The June quarter rent is currently due six days prior to the end of the moratorium on forfeiture and landlords taking other action (including presenting winding up petitions and exercising commercial rent arrears recovery) on 30 June. 

 
Even if the UK has emerged from lockdown by the end of June, which is far from clear and even if the UK meets the tests set down by the Prime Minister, many tenants will have trouble paying the rent due in respect of the March and June quarter dates. Landlords and tenants will need to manage the situation carefully to preserve the longevity of their businesses and investment.

 
Our advice to landlords and tenants remains to collaborate and approach the non payment issues as early as possible.

If the tenant is a retailer, it is likely that even in a best case scenario, trading will only tentatively recommence on or after 1 June 2020, which will impact cash flow. It is important to set a realistic timetable for collection and repayment of the outstanding rent and for both parties to consider whether concessions could be granted from both sides.

 
Could a staged rent repayment be offered in exchange for waiving a forthcoming break date or elongating the term of the lease , subject to tenant covenant strength?

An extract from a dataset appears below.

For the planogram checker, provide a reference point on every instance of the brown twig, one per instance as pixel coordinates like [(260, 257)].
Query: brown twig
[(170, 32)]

What timeframe are the parties able to commit to in respect of repayment of the March and June quarter date? How important is it to retain the existing tenant in the premises over the next 12 months to three years?

 
If parties do not take early steps to negotiate and understand the nature of the landscape, then it will be difficult for both parties to take informed decisions as to long term plans to to the future of the premsies. In particular, thought needs to be given to how the situation is going to look in twelve months’ time and whether, through co-operation, both parties can work through the situation; without landlords needing to face the uncertainty of empty premises and without tenants risking being evicted once the current moratorium is lifted.

 
Here are five recommendations to help landlords and tenants manage the situation:

1.    Make contact with your landlord or tenant if you haven’t done so already. Be as open as possible about the trading position of your business and when you expect rent to be paid or, if a tenant, when you expect to be in a position to pay any outstanding rent.

 
2.    Understand the nature of your obligations under each lease. Leases are, generally speaking, bespoke rather than standard documents and vary in terms of when rent has to be paid and when payments for service charge or insurance premiums are due. 

 
3.    Consider your long term plans for the premises, including the remaining term of the lease and the timing of any break options. Review your plans for continuing to trade from these premises or, from a landlord’s perspective, whether there is a benefit from continuing to lease the premises to the existing tenant.

 
4.    Consider your cash flow position over the next twelve months if possible and the likely position of your business in twelve months if restrictions are lifted. 

 
5.    Our advice throughout the pandemic for both landlords and tenants is to continue to collaborate to reach a solution for the short – medium term wherever possible.